Tandis que tous les pays civilisés commencent à comprendre que ce n’est pas par la rigueur des codes qu’on parvient à réduire le nombre d’attentats à la vie des membres d’une société ; que c’est la misère avec toutes ses conséquences, qui a toujours été et sera la cause première de tous ces attentats ; tandis que les pays qui ont encore conservé la peine de mort, s’aperçoivent de ses funestes conséquences et cherchent à l’abolir, — en Suisse, nous voyons tout le contraire.

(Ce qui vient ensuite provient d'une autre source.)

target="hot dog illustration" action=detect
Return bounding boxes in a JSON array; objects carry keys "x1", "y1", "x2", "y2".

Une poignée de réactionnaires, tremblant dans leur peau à la première nouvelle des meurtres et des incendies qui ont eu lieu dernièrement, comme suite inévitable de l’affreuse crise industrielle que nous traversons depuis quatre ou cinq ans ; une poignée d’hommes, aussi craintifs qu’ignorants, demandent le rétablissement de la peine de mort en Suisse.

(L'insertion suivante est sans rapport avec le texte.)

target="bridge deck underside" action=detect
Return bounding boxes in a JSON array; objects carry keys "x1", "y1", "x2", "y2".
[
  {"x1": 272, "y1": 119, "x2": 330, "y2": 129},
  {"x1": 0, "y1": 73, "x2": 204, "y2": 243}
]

Ils font circuler en sourdine des pétitions dans ce sens ; et, soutenus par tout ce qu’il y a de plus réactionnaire, recueillent en silence mille signatures par ci, deux mille par là.
Or, voici quelques lignes qui caractérisent parfaitement ces messieurs :
C’est la Neue Zuger Zeitung, organe des gouvernants du canton, qui a ouvert la campagne.

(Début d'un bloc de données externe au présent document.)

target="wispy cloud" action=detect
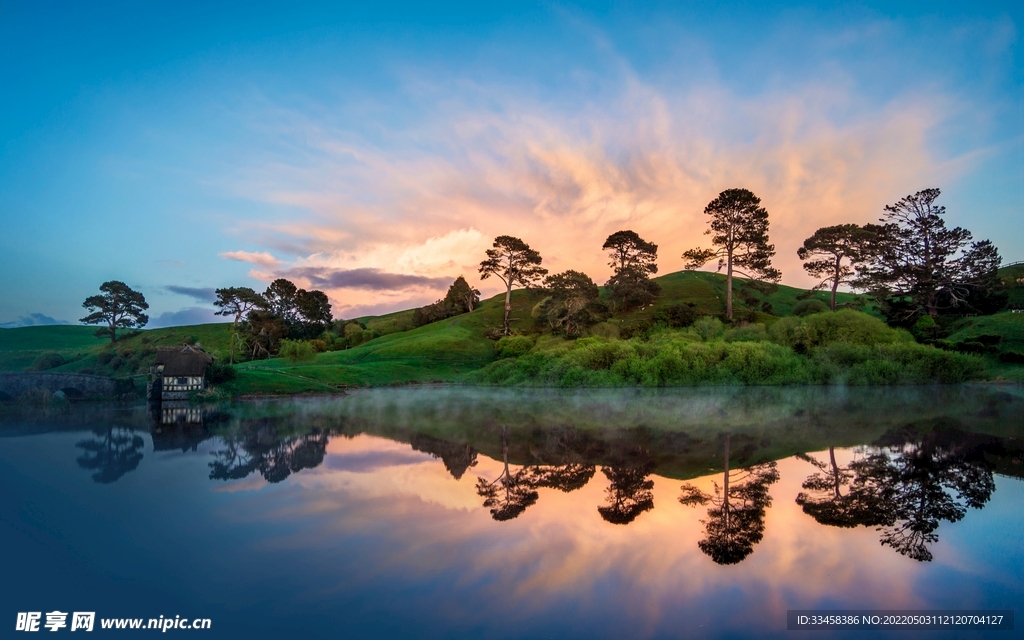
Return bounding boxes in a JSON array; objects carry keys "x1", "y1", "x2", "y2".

Voici comment elle s’y prend : Après s’être moquée du dégoût, trop sentimental, d’après elle, que soulèvent les exécutions capitales, la gazette de Zug s’exprime en ces termes :
« Pour l’exécution, vous n’avez nullement besoin du bourreau ; il coûterait trop cher. Des cordes à bon marché se trouvent chaque jour chez les cordiers… Ou bien, donnez ces hommes pour être disséqués vifs, sur les tables de marbre d’un cabinet d’anatomie, en vue d’études scientifiques ; ou, mieux encore, jetez-les aux animaux dans un jardin zoologique. » La prison est pour eux une punition trop faible, « à moins qu’elle ne soit assaisonnée de flagellations régulières, avec le fouet ou des bâtons ».
Voilà qui s’appelle de vrais gouvernants ! Ils veulent faire à eux seuls toutes les fonctions du gouvernement, même celles du bourreau ! Très bien ! Mais ne blaguons plus l’Inquisition et la torture.